The longest-lived genetically engineered mice are those in which growth hormone or growth hormone receptors have been diminished or removed entirely. This review looks at some of what is know about the mechanisms involved in this extended life:
Studies in mutant, gene knock-out and transgenic mice have demonstrated that growth hormone (GH) signalling has a major impact on ageing and longevity. Growth hormone-resistant and GH-deficient animals live much longer than their normal siblings, while transgenic mice overexpressing GH are short lived.
Actions of GH in juvenile animals appear to be particularly important for life extension and responsible for various phenotypic characteristics of long-lived hypopituitary mutants. Available evidence indicates that reduced GH signalling is linked to extended longevity by multiple interacting mechanisms including increased stress resistance, reduced growth, altered profiles of cytokines produced by the adipose tissue, and various metabolic adjustments such as enhanced insulin sensitivity, increased oxygen consumption (VO2/g) and reduced respiratory quotient.
The effects of removing visceral fat indicate that increased levels of adiponectin and reduced levels of pro-inflammatory cytokines in GH-resistant mice are responsible for their increased insulin sensitivity. Increased VO2 apparently represents increased energy expenditure for thermogenesis, because VO2 of mutant and normal mice does not differ at thermoneutral temperature.

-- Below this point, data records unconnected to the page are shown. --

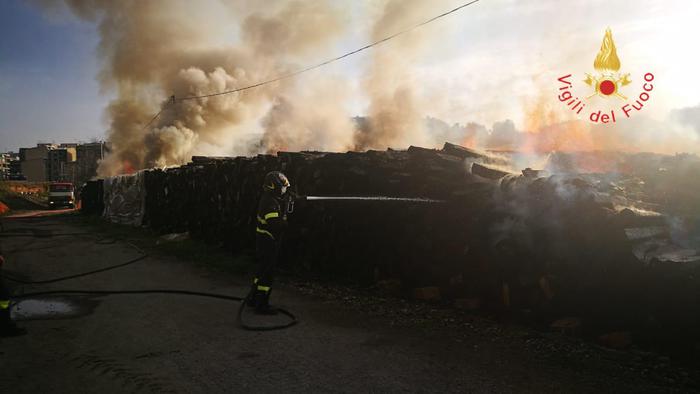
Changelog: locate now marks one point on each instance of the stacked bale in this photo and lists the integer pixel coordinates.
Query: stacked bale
(550, 245)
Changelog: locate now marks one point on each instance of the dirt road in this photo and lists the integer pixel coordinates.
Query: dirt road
(173, 343)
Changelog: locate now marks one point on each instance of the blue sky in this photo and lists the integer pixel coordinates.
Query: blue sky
(48, 90)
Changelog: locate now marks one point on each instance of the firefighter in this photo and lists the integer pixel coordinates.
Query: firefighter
(271, 224)
(7, 326)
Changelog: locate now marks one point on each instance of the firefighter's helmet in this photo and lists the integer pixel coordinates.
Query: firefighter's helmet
(276, 182)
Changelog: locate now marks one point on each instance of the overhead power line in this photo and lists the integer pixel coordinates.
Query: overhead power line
(313, 67)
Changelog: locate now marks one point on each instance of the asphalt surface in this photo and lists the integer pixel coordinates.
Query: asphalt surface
(183, 344)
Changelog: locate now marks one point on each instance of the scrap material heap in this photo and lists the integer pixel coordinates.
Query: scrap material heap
(607, 237)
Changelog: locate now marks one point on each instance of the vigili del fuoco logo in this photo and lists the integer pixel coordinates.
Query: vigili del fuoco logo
(608, 84)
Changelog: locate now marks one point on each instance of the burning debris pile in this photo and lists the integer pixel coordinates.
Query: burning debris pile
(616, 247)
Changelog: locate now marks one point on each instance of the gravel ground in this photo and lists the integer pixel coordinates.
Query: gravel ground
(348, 340)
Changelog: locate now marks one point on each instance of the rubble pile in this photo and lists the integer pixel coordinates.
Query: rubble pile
(608, 241)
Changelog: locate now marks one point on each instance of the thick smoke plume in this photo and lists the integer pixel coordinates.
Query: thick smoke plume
(151, 50)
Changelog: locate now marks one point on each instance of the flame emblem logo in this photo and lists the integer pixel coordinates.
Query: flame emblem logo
(609, 81)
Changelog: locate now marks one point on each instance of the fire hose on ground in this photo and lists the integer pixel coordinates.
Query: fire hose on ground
(39, 233)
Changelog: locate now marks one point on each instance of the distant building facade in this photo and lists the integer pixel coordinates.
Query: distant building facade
(34, 162)
(9, 165)
(76, 163)
(58, 159)
(88, 159)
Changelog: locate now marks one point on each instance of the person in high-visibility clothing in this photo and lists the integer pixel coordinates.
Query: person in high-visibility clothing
(271, 224)
(8, 328)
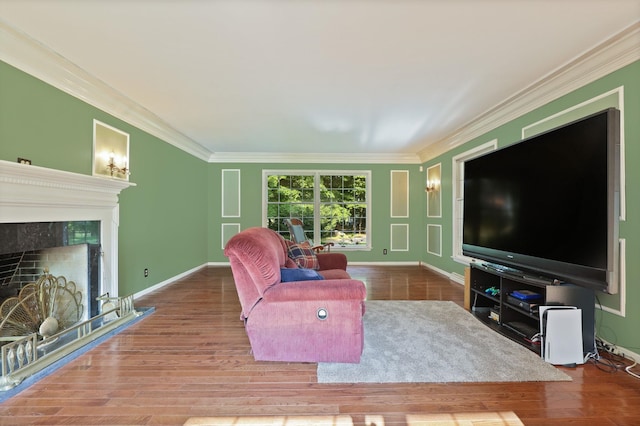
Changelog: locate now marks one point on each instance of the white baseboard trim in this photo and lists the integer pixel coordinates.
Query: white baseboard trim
(167, 282)
(622, 350)
(409, 263)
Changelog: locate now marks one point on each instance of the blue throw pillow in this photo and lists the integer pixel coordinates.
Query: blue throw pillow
(298, 274)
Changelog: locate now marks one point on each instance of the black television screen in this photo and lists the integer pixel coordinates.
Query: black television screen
(549, 205)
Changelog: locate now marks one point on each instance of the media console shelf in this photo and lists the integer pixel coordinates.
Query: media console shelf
(492, 301)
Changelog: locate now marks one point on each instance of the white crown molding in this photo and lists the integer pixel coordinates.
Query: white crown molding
(611, 55)
(313, 158)
(32, 57)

Recent studies identified GH- and IGF-1-dependent maintenance of bone marrow populations of very small embryonic-like stem cells (VSELs) as another likely mechanism of delayed ageing and increased longevity of GH-deficient and GH-resistant animals. Many of the physiological characteristics of long-lived, GH-related mouse mutants are shared by exceptionally long-lived people and by individuals genetically predisposed to longevity.